The huge load of bad and doubtful loans the banks are saddled with has limited their ability to extend credit to an economy that has fallen back into recession, while a gradual return of deposits seen toward the end of last year has reversed and interbank access has frozen again.
"A large part of our operational energy is devoted to containment, dealing with liquidity pressures and problem loans," said a banker who spoke on condition of anonymity because he is not authorized to speak to the press.
Greece's retailers association says about 95 percent of businesses' applications for loans are being rejected by commercial banks. Many small and medium-sized firms have stopped even asking banks for credit.
With interest rates at rock-bottom levels and an economy in deflation for more than two years, the only reason to keep money in the bank is security and convenience.

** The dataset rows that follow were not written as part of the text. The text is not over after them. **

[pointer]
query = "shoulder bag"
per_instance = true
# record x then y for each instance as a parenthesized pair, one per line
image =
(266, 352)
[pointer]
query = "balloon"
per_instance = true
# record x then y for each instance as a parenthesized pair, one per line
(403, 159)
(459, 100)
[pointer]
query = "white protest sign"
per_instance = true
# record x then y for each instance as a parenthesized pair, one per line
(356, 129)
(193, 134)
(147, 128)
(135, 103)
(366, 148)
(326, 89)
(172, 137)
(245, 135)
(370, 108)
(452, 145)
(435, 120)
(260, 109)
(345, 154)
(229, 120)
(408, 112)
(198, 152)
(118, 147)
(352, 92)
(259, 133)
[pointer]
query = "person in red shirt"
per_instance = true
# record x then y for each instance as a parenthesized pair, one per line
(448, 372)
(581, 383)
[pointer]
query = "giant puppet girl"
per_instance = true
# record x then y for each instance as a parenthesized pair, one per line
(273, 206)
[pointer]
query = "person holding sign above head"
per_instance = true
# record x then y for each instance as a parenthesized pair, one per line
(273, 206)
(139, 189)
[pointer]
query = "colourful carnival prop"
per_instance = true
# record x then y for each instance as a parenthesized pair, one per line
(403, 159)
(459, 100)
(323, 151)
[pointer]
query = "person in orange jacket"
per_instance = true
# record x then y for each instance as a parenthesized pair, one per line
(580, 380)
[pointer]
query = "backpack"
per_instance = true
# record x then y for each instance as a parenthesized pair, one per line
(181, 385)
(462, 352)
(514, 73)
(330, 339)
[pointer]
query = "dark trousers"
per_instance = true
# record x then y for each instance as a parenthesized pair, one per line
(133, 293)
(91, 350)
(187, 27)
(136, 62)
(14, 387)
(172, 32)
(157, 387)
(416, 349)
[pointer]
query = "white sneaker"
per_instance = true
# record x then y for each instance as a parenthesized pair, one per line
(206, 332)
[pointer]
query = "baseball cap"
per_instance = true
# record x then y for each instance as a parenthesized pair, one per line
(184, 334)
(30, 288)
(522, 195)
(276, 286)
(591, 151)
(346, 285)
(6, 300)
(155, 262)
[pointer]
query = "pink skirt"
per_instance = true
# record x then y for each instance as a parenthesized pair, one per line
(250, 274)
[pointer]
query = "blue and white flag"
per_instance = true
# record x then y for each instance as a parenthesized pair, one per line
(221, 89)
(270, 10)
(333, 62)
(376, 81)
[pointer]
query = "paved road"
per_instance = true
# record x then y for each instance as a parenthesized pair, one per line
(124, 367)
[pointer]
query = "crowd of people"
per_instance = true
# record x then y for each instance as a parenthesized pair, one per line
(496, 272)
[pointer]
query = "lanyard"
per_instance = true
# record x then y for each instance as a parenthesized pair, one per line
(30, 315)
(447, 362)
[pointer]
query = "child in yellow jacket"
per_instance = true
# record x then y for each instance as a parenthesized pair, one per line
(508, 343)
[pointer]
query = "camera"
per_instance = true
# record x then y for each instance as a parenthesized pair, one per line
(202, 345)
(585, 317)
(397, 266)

"The potential upside, if the situation normalizes, is that people will bring this money back to the banks. This will improve deposit balances. They will not want to keep holding it in cash," said another banker.
That reflects the steps that many Greeks have already taken to ensure their cash is not trapped in the bank, following a previous banking scare in 2012, when Greece came close to leaving the euro and savers took fright.
As a result, there is none of the panic seen, for instance, when Britain's Northern Rock bank ran into trouble in 2007, with long lines of worried and angry depositors queueing up outside its branches.
The richest Greeks are believed to have taken the bulk of their fortunes abroad long ago, but even small savers have made their preparations.
"Personally, I have already taken precautionary measures," said Daphne Alexiou, a 66-year-old pensioner, who was withdrawing just a small amount of cash ahead of the weekend.